冷却後、内筒缶内のスラリーを濾過して表面にニッケルの析出物を生成した不溶体固体を取り出して参考例1と同様の方法でニッケル粉を回収した。
その回収した粉を観察したところ、
図4に示すように微細なニッケル粉が生成していることを確認した。なお、分散剤を添加した場合の
図2と比較するとニッケル粉の形状がやや不均一で荒れている様子がうかがえるが実用上、問題はない。
【0041】
[参考例4]
[混合工程]
ニッケル75g(硫酸ニッケル溶液)、硫酸アンモニウム330gを含む溶液に25%アンモニア水を191ml、分散剤にリグニンスルホン酸ナトリウム5gを添加し、合計の液量が1000mlになるように調整して硫酸ニッケルアンミン錯体を含有する溶液を作製した。この溶液に、析出母体となる不溶性固体として200メッシュのアルミナ粉75gを添加して混合スラリーを作製した。
【0042】
[還元・析出工程]
次いで、その混合スラリーをオートクレーブの内筒缶内に装入後、撹拌しながら185℃に昇温、保持した状態で、水素ガスを吹き込み、オートクレーブの内筒缶内の圧力を3.5MPaに維持するように水素ガスを供給した。水素ガスの供給から90分が経過した後に水素ガスの供給を停止し、内筒缶を冷却した。

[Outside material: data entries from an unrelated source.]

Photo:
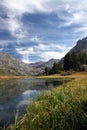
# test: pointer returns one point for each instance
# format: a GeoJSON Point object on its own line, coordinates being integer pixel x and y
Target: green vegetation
{"type": "Point", "coordinates": [64, 108]}
{"type": "Point", "coordinates": [72, 62]}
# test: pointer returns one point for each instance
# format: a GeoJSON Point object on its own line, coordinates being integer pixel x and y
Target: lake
{"type": "Point", "coordinates": [16, 95]}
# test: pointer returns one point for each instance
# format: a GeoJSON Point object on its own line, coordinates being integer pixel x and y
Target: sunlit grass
{"type": "Point", "coordinates": [63, 108]}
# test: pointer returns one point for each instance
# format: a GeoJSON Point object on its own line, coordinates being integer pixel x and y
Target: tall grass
{"type": "Point", "coordinates": [64, 108]}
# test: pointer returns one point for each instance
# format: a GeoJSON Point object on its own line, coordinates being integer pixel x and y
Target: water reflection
{"type": "Point", "coordinates": [15, 95]}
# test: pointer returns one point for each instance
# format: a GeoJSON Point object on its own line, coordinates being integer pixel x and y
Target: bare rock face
{"type": "Point", "coordinates": [11, 65]}
{"type": "Point", "coordinates": [81, 46]}
{"type": "Point", "coordinates": [40, 66]}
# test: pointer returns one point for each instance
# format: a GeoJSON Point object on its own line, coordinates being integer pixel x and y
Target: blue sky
{"type": "Point", "coordinates": [37, 30]}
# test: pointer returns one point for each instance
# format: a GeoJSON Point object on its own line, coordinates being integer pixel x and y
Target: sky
{"type": "Point", "coordinates": [38, 30]}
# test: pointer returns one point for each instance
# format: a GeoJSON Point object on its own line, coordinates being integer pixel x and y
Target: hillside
{"type": "Point", "coordinates": [11, 65]}
{"type": "Point", "coordinates": [81, 46]}
{"type": "Point", "coordinates": [40, 66]}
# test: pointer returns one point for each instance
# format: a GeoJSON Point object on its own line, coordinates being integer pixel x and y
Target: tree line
{"type": "Point", "coordinates": [72, 61]}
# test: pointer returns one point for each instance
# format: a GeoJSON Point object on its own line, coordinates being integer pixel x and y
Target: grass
{"type": "Point", "coordinates": [63, 108]}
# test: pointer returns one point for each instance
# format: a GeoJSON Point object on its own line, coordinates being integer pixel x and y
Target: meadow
{"type": "Point", "coordinates": [63, 108]}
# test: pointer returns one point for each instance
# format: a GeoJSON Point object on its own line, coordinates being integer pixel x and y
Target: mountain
{"type": "Point", "coordinates": [40, 66]}
{"type": "Point", "coordinates": [81, 46]}
{"type": "Point", "coordinates": [11, 65]}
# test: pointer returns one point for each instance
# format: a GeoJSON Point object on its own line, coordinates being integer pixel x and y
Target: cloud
{"type": "Point", "coordinates": [25, 52]}
{"type": "Point", "coordinates": [47, 21]}
{"type": "Point", "coordinates": [43, 52]}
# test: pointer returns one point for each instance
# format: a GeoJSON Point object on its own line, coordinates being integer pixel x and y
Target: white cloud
{"type": "Point", "coordinates": [76, 11]}
{"type": "Point", "coordinates": [26, 53]}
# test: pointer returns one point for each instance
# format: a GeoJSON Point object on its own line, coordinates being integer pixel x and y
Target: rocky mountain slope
{"type": "Point", "coordinates": [11, 65]}
{"type": "Point", "coordinates": [40, 66]}
{"type": "Point", "coordinates": [81, 46]}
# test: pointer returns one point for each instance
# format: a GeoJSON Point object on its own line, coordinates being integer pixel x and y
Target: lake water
{"type": "Point", "coordinates": [16, 95]}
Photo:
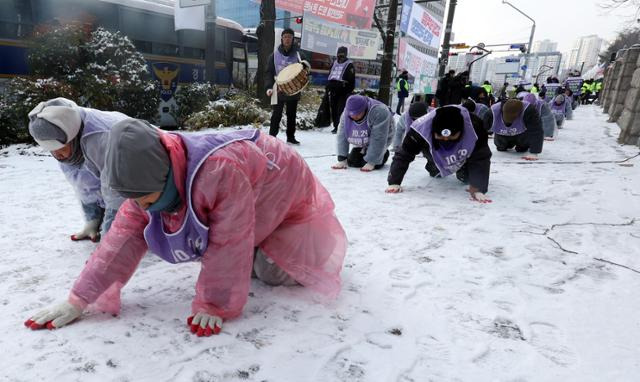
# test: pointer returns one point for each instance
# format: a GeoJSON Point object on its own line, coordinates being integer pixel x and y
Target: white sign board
{"type": "Point", "coordinates": [321, 36]}
{"type": "Point", "coordinates": [193, 3]}
{"type": "Point", "coordinates": [415, 62]}
{"type": "Point", "coordinates": [424, 28]}
{"type": "Point", "coordinates": [507, 67]}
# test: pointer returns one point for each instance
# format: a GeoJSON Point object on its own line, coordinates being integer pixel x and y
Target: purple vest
{"type": "Point", "coordinates": [517, 127]}
{"type": "Point", "coordinates": [191, 240]}
{"type": "Point", "coordinates": [407, 122]}
{"type": "Point", "coordinates": [281, 61]}
{"type": "Point", "coordinates": [337, 70]}
{"type": "Point", "coordinates": [86, 182]}
{"type": "Point", "coordinates": [358, 133]}
{"type": "Point", "coordinates": [558, 109]}
{"type": "Point", "coordinates": [450, 160]}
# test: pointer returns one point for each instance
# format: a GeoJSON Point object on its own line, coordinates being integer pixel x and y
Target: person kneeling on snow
{"type": "Point", "coordinates": [237, 202]}
{"type": "Point", "coordinates": [77, 137]}
{"type": "Point", "coordinates": [454, 141]}
{"type": "Point", "coordinates": [547, 118]}
{"type": "Point", "coordinates": [367, 124]}
{"type": "Point", "coordinates": [416, 110]}
{"type": "Point", "coordinates": [516, 123]}
{"type": "Point", "coordinates": [559, 107]}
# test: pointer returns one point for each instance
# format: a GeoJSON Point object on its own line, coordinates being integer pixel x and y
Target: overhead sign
{"type": "Point", "coordinates": [325, 37]}
{"type": "Point", "coordinates": [353, 13]}
{"type": "Point", "coordinates": [423, 27]}
{"type": "Point", "coordinates": [193, 3]}
{"type": "Point", "coordinates": [188, 18]}
{"type": "Point", "coordinates": [414, 61]}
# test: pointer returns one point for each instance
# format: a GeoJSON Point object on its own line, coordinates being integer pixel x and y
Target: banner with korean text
{"type": "Point", "coordinates": [324, 37]}
{"type": "Point", "coordinates": [421, 66]}
{"type": "Point", "coordinates": [423, 27]}
{"type": "Point", "coordinates": [353, 13]}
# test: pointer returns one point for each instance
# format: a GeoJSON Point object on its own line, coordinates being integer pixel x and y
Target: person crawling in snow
{"type": "Point", "coordinates": [244, 204]}
{"type": "Point", "coordinates": [416, 110]}
{"type": "Point", "coordinates": [516, 124]}
{"type": "Point", "coordinates": [454, 141]}
{"type": "Point", "coordinates": [77, 138]}
{"type": "Point", "coordinates": [366, 124]}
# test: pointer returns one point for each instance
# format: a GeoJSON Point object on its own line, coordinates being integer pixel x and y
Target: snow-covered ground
{"type": "Point", "coordinates": [436, 287]}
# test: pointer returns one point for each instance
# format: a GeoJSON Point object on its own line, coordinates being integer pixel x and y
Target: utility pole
{"type": "Point", "coordinates": [387, 58]}
{"type": "Point", "coordinates": [444, 55]}
{"type": "Point", "coordinates": [533, 30]}
{"type": "Point", "coordinates": [210, 51]}
{"type": "Point", "coordinates": [266, 41]}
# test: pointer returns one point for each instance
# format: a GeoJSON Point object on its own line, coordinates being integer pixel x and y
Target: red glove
{"type": "Point", "coordinates": [204, 325]}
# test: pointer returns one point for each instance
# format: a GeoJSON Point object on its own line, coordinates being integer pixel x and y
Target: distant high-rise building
{"type": "Point", "coordinates": [544, 46]}
{"type": "Point", "coordinates": [584, 53]}
{"type": "Point", "coordinates": [247, 13]}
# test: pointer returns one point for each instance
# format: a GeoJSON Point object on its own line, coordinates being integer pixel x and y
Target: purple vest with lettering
{"type": "Point", "coordinates": [358, 133]}
{"type": "Point", "coordinates": [281, 61]}
{"type": "Point", "coordinates": [337, 70]}
{"type": "Point", "coordinates": [558, 109]}
{"type": "Point", "coordinates": [449, 160]}
{"type": "Point", "coordinates": [499, 127]}
{"type": "Point", "coordinates": [191, 240]}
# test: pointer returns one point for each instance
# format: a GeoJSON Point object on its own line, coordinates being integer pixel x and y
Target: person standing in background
{"type": "Point", "coordinates": [342, 81]}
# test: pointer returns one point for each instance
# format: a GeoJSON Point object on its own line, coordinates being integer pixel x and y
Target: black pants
{"type": "Point", "coordinates": [356, 158]}
{"type": "Point", "coordinates": [276, 116]}
{"type": "Point", "coordinates": [400, 107]}
{"type": "Point", "coordinates": [504, 143]}
{"type": "Point", "coordinates": [338, 102]}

冷却後、内筒缶内のスラリーを濾過して表面にニッケルの析出物を生成した不溶体固体を取り出して参考例1と同様の方法でニッケル粉を回収した。
その回収した粉を観察したところ、
図5に示すように微細なニッケル粉が母体のアルミナ上に生成していたことを確認した。(生成していた箇所を丸で囲み示した。)
【0043】
[参考例5]
[混合工程]
ニッケル75g(硫酸ニッケル溶液)、硫酸アンモニウム330gを含む溶液に25%アンモニア水を191ml、分散剤にリグニンスルホン酸ナトリウム5gを添加し、合計の液量が1000mlになるように調整して硫酸ニッケルアンミン錯体を含有する溶液を作製した。この溶液に、析出母体となる不溶性固体としてD50=38μmのシリカ粉75gを添加して混合スラリーを作製した。
【0044】
[還元・析出工程]
次いで、その混合スラリーをオートクレーブの内筒缶内に装入後、撹拌しながら185℃に昇温、保持した状態で、水素ガスを吹き込み、オートクレーブの内筒缶内の圧力を3.5MPaに維持するように水素ガスを供給した。水素ガスの供給から90分が経過した後に水素ガスの供給を停止し、内筒缶を冷却した。
冷却後、内筒缶内のスラリーを濾過して表面にニッケルの析出物を生成した不溶体固体を取り出して参考例1と同様の方法でニッケル粉を回収した。
その回収した粉を観察したところ、
図6に示すように微細なニッケル粉が生成していることを確認した。